Сон окончательно ускользнул от Эрнста-Хайнриха, и он впервые слегка посочувствовал барону. Разговор о долгах, впрочем, заинтересовал его куда как больше, - скелет в шкафу, который фон Ринген, похоже хранил как зеницу ока, - чем бы это могло быть? «Если это не угрожает святой церкви, меня это не касается», - трижды произнес Эрнст-Хайнрих про себя, чтобы избавиться от греха любопытства, но искусителя трудно было изгнать.
Он помолился, встав на колени перед постелью, обращаясь к Христу с просьбой: «Пусть Твоя любовь царит в моем сердце, чтобы я думал, действовал и говорил только с щедростью и добротой к другим, не поддаваясь искушениям». После молитвы стало легче, но зато захотелось есть.
Эрнст-Хайнрих оделся и толкнул дверь. Она была незаперта, и его это порадовало: в некоторых домах хозяева из предосторожности запирали гостей в своих комнатах, не подозревая, насколько это выглядело странно для самих гостей. На лестнице он столкнулся с бароном, который поднимался со свечой наверх.
- Что это вы не спите? – недовольно спросил фон Ринген, рассматривая Эрнста-Хайнриха. Глаза у него были уставшими, но расстроенным он не выглядел.
- Готовлюсь к тому, чтобы стать вашим телохранителем, и охранять вас в любое время дня и ночи.
- До чего же дерзки нынешние мальчишки, - прогудел под нос барон, но вслух сказал другое: - Для этого не надо вскакивать на рассвете. Если же вы вдруг решили отслужить утреню, то на кухне есть вино – бочка стоит в углу, поодаль от очага, и хлеб. Его вы найдете в сундуке. Анна велит заворачивать его в полотенце, чтобы не зачерствел и не обветрился. Сундук не заперт – моим слугам можно доверять. Мяса же вы сейчас не едите?
- Воздерживаюсь, - согласился Эрнст-Хайнрих, которого покоробило высказывание про утреню.

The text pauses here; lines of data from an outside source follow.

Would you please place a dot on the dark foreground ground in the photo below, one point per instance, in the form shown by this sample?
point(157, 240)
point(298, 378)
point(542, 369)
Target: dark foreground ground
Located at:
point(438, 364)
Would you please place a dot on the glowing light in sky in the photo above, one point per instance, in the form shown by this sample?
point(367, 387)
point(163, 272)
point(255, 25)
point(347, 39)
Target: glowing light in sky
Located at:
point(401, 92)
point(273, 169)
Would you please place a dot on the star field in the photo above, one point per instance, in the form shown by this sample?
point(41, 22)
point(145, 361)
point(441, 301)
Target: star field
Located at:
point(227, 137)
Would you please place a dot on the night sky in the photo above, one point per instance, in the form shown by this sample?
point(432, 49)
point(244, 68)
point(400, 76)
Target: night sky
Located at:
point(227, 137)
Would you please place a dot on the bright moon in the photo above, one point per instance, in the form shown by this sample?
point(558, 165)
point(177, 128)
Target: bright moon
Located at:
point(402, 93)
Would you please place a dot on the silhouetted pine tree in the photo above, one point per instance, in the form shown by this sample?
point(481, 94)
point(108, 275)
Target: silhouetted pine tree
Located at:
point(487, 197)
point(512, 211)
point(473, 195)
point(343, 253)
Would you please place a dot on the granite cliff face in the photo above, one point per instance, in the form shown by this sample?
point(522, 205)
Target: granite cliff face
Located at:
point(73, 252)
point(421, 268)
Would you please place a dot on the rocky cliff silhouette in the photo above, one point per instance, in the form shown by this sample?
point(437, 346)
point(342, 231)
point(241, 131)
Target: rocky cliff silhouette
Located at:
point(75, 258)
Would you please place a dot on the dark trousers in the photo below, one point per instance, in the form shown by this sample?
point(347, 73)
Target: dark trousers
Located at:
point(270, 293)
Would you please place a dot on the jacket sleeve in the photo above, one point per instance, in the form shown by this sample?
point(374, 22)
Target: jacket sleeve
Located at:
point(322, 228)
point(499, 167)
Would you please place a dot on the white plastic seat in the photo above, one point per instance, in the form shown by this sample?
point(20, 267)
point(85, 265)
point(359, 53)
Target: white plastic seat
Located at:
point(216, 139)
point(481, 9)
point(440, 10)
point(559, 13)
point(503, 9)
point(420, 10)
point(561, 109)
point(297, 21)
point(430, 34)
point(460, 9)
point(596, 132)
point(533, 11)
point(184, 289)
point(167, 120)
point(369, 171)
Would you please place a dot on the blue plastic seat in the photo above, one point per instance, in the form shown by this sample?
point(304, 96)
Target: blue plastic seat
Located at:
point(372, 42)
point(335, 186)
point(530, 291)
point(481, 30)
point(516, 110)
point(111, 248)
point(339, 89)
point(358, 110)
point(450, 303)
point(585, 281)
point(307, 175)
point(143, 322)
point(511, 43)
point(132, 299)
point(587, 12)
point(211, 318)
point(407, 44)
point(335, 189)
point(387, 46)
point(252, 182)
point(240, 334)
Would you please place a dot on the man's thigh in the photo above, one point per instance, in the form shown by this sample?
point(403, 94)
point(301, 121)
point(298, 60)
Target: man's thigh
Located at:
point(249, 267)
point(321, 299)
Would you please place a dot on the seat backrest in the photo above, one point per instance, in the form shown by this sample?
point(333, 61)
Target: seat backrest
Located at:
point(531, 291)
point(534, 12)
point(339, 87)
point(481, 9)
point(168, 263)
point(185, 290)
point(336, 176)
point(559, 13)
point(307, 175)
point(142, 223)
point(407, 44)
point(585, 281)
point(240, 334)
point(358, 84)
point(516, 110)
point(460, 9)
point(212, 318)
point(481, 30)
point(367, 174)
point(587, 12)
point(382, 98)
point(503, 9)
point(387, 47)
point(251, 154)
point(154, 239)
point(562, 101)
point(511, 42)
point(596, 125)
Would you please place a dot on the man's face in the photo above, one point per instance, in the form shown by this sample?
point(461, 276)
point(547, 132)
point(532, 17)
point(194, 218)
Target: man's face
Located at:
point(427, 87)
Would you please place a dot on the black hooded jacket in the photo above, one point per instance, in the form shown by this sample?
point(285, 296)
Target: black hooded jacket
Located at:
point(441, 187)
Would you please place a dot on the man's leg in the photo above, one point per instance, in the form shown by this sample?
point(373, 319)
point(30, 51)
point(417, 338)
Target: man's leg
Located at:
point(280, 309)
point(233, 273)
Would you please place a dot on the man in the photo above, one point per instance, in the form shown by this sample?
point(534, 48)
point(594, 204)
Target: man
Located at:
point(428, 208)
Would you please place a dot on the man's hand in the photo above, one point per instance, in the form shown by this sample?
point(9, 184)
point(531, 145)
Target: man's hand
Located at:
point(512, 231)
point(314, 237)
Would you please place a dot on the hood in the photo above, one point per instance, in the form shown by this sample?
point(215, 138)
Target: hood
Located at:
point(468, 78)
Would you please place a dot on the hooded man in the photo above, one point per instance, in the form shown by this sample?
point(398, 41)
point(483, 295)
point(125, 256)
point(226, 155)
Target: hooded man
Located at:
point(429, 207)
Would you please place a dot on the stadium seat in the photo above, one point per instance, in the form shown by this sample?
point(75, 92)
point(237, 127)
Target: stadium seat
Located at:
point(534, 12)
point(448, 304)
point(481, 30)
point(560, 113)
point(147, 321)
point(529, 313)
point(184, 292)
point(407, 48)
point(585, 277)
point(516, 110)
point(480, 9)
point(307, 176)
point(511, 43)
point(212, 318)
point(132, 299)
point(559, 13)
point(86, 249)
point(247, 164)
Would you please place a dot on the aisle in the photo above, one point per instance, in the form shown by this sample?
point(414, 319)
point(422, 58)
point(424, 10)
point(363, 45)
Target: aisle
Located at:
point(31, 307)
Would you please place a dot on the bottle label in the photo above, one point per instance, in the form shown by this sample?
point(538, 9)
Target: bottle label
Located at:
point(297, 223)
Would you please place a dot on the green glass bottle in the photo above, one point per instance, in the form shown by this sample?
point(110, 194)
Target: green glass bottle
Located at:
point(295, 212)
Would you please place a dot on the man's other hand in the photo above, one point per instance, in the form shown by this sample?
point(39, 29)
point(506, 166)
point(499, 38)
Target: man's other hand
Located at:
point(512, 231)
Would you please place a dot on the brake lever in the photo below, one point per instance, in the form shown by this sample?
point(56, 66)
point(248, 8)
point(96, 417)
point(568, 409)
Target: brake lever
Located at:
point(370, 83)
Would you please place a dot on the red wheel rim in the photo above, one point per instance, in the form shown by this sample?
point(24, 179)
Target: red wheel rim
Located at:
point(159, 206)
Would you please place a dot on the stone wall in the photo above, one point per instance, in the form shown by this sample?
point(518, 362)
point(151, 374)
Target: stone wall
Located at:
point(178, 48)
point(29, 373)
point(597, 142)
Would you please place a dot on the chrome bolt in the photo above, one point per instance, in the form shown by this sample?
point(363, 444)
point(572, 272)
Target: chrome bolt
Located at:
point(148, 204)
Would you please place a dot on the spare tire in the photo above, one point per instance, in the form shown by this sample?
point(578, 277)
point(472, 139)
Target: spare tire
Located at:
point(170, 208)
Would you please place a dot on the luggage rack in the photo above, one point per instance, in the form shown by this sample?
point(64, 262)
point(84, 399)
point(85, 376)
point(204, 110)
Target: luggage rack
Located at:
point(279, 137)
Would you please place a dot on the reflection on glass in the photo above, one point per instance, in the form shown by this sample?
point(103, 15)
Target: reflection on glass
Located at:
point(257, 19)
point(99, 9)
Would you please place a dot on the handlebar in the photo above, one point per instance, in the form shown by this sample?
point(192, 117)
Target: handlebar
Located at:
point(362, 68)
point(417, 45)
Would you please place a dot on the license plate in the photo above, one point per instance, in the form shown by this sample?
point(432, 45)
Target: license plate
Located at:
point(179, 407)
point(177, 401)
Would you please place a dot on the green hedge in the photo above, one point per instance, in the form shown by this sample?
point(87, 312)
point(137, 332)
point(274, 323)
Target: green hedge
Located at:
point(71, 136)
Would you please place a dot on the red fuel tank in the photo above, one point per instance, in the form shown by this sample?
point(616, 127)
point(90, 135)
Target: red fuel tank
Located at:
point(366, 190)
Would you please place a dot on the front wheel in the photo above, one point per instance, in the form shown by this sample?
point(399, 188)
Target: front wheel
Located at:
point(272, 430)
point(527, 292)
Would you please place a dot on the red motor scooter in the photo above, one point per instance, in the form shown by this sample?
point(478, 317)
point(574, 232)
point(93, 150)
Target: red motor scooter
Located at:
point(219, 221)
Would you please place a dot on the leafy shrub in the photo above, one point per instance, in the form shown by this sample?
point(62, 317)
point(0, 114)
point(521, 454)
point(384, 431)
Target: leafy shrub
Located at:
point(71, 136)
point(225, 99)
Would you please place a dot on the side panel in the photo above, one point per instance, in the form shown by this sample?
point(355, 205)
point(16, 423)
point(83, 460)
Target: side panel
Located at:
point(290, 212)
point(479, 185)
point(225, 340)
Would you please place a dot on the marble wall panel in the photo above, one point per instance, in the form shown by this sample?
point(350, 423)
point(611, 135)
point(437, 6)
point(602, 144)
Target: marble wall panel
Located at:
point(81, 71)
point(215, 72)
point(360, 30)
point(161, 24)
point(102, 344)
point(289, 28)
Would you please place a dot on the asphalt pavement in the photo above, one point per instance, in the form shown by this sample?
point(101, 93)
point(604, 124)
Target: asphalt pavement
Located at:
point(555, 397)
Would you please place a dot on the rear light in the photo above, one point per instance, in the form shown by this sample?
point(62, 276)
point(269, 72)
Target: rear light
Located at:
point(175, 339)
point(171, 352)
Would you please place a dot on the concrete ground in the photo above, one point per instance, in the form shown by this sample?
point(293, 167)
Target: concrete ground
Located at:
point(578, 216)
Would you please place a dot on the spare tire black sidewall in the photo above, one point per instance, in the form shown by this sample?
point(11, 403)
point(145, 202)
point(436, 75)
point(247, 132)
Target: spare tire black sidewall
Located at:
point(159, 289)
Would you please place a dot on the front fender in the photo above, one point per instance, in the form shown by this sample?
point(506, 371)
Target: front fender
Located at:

- Воздерживаюсь, - передразнил его барон. – Не люблю людей, которые только и делают, что воздерживаются! Они тратят на это всю свою жизнь и так и не узнают ее. Ладно, ешьте что найдете, но не шумите. Я иду спать.

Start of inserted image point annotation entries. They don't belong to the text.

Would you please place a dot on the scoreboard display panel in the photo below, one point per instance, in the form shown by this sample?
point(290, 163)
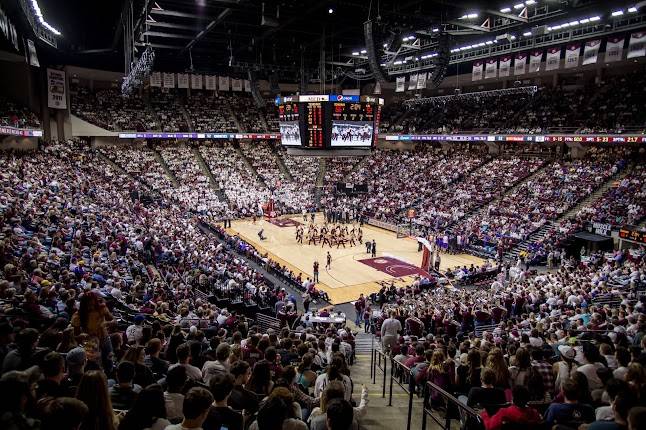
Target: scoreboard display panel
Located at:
point(329, 121)
point(314, 123)
point(353, 112)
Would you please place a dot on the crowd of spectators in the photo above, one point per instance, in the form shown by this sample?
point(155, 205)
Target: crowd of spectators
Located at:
point(14, 115)
point(565, 347)
point(106, 325)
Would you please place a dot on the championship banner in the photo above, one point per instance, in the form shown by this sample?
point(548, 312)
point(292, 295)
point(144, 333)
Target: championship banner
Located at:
point(637, 45)
point(33, 57)
point(553, 59)
point(591, 51)
point(196, 82)
point(520, 63)
point(504, 66)
point(169, 80)
point(572, 55)
point(401, 84)
point(614, 48)
point(155, 79)
point(209, 82)
point(535, 61)
point(491, 68)
point(182, 80)
point(223, 83)
point(56, 97)
point(421, 81)
point(412, 83)
point(476, 73)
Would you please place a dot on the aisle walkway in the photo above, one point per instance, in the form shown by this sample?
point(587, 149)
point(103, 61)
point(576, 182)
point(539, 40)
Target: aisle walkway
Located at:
point(381, 416)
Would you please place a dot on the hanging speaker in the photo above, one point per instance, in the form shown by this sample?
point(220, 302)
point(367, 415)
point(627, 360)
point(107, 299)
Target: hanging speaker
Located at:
point(372, 43)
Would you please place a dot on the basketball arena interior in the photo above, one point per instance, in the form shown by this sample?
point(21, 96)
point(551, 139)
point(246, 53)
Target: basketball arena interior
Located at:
point(329, 214)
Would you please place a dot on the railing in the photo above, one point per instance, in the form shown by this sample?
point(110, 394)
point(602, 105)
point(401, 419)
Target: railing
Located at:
point(436, 399)
point(469, 418)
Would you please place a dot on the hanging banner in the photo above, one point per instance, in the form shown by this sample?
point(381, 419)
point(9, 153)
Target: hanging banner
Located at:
point(223, 83)
point(209, 82)
point(553, 59)
point(491, 68)
point(591, 51)
point(520, 63)
point(401, 84)
point(637, 45)
point(33, 57)
point(421, 81)
point(614, 48)
point(182, 80)
point(155, 79)
point(476, 72)
point(535, 61)
point(412, 83)
point(572, 55)
point(169, 80)
point(504, 66)
point(196, 82)
point(56, 97)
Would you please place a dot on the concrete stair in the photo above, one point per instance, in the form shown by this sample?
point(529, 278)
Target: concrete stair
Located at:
point(204, 167)
point(169, 173)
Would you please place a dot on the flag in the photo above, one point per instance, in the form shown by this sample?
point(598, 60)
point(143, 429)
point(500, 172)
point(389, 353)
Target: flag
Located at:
point(520, 63)
point(591, 51)
point(637, 45)
point(614, 48)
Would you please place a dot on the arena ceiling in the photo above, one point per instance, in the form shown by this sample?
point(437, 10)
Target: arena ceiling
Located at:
point(279, 36)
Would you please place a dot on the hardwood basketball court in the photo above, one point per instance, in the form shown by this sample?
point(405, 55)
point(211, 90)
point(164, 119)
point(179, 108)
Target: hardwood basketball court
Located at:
point(397, 259)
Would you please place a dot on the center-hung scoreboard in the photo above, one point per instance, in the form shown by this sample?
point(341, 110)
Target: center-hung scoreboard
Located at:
point(329, 121)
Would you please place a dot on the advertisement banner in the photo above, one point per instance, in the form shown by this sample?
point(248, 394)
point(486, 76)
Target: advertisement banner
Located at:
point(476, 72)
point(421, 81)
point(491, 68)
point(182, 80)
point(412, 83)
point(637, 45)
point(572, 55)
point(169, 80)
point(155, 79)
point(553, 59)
point(520, 63)
point(196, 82)
point(223, 83)
point(591, 51)
point(209, 82)
point(56, 96)
point(614, 48)
point(535, 61)
point(401, 84)
point(504, 66)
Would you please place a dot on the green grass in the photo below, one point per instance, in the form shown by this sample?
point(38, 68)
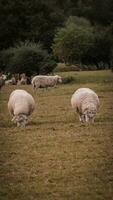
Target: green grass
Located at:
point(55, 157)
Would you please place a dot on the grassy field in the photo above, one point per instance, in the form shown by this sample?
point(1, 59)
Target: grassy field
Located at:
point(55, 157)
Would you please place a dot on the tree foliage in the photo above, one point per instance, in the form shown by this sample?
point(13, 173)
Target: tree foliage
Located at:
point(27, 58)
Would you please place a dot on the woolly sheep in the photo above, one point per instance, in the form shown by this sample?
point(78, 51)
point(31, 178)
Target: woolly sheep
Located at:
point(20, 105)
point(42, 81)
point(86, 103)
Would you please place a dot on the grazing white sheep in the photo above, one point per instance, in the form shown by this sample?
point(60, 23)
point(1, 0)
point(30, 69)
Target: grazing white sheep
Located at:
point(42, 81)
point(86, 103)
point(20, 105)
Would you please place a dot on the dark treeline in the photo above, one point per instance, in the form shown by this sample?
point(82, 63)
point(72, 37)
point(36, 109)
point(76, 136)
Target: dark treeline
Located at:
point(38, 21)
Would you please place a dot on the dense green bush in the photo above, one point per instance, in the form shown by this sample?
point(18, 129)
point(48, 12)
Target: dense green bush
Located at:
point(80, 43)
point(73, 41)
point(28, 58)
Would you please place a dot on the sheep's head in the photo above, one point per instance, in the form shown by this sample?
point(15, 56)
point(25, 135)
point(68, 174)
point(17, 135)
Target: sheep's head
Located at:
point(88, 115)
point(21, 120)
point(59, 79)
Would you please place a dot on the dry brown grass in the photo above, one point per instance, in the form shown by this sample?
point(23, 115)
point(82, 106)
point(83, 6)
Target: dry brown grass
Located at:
point(55, 157)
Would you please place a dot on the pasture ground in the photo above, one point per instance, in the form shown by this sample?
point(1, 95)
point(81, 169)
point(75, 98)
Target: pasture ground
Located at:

- Доброй ночи, - Эрнст-Хайнрих посторонился, чтобы пропустить его, и барон фон Ринген, фыркнув, величественно удалился наверх, забрав с собой свет.

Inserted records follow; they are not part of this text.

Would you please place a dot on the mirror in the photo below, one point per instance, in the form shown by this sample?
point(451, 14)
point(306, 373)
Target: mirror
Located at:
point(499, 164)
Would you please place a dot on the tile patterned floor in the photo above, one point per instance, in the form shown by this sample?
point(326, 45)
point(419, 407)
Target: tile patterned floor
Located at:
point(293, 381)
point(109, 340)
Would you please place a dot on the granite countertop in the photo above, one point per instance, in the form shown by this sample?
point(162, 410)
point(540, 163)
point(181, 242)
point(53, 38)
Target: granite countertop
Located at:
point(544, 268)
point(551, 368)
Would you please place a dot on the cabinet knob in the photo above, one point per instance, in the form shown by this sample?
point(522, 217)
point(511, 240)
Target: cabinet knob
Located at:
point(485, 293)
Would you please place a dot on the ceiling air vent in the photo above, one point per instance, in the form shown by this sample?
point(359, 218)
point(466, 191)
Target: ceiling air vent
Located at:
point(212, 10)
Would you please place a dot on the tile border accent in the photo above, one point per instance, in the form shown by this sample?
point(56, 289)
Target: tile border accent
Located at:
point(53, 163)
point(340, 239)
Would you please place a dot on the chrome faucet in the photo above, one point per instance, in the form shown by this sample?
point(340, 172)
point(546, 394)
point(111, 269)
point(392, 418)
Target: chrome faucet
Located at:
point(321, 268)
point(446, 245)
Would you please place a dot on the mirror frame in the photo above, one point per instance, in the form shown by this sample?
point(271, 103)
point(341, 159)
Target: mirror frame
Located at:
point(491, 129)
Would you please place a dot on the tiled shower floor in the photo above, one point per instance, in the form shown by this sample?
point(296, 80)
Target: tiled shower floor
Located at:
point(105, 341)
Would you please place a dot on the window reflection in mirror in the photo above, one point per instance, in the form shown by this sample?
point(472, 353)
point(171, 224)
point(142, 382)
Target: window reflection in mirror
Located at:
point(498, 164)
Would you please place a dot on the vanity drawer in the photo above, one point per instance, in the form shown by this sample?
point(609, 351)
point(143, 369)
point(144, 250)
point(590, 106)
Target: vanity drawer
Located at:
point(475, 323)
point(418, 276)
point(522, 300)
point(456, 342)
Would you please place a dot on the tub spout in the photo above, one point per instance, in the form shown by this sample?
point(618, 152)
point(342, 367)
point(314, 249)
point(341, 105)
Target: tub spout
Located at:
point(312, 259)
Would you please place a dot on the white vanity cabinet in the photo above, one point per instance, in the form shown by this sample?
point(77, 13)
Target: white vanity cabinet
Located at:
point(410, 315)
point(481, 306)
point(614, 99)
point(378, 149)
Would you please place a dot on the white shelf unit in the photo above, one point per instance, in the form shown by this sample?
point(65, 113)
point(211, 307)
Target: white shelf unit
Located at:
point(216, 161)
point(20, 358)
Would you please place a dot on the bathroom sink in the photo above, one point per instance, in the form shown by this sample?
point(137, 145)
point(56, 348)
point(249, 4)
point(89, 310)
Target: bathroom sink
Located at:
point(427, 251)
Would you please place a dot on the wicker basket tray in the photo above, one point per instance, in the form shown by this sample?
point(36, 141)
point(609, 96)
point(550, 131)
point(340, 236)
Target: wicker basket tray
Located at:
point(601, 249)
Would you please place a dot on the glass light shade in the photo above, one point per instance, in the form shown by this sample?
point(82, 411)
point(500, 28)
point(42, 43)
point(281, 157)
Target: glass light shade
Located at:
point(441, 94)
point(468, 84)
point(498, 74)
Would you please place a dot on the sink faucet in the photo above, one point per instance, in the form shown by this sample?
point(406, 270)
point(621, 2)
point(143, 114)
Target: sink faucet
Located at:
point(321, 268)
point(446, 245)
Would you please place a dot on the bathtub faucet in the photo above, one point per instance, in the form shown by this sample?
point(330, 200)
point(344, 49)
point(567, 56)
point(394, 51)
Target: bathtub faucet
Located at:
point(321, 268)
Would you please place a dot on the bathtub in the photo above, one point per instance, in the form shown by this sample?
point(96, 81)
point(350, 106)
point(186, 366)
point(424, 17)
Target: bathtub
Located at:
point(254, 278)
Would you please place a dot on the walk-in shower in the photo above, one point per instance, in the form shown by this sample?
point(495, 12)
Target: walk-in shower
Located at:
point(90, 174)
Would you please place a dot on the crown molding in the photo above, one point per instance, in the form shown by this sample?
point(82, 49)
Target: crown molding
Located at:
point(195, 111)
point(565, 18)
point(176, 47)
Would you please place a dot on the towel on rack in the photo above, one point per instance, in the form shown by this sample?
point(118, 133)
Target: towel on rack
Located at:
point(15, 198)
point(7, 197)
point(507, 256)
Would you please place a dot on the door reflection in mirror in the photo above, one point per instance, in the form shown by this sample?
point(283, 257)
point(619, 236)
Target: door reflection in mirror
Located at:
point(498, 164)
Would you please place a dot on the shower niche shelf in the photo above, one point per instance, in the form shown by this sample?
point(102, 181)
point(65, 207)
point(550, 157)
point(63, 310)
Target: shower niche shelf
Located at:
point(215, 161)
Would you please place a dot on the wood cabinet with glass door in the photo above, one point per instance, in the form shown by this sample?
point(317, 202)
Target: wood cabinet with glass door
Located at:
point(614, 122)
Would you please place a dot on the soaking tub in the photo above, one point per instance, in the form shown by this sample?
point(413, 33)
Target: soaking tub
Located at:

Он прошел через темную гостиную и узкий коридор, растолкав слугу, который спал в каморке у дверей, завернувшись в плащ. Тот нехотя поднялся, потягиваясь и ворча, и раздул тлеющие в очаге угли, чтобы тут же завалиться спать назад. Эрнст-Хайнрих нашел хлеб в сундуке, о котором говорил барон, и срезал головку чеснока с косы, висевшей над дверями. Он подсолил ломоть ноздреватого серого хлеба, положил дольку чеснока в рот, чуть-чуть посмаковал острый вкус и быстро закусил его хлебом. К этому простому блюду все-таки не хватало сала или колбасы, но не успел Эрнст-Хайнрих упрекнуть себя за желание почревоугодничать, как в заднюю дверь постучали.
Дожевывая чеснок, он поднялся, на всякий случай прихватив кочергу, и отпер засов. За дверью стоял молодой человек примерно его лет, одетый ярко и дорого. Приподняв бровь, он изумленно взглянул на Эрнста-Хайнриха, на кочергу в его руках, а затем потеснил его и прошел внутрь, не снимая ладони с эфеса шпаги. От него сильно пахло вином и водкой.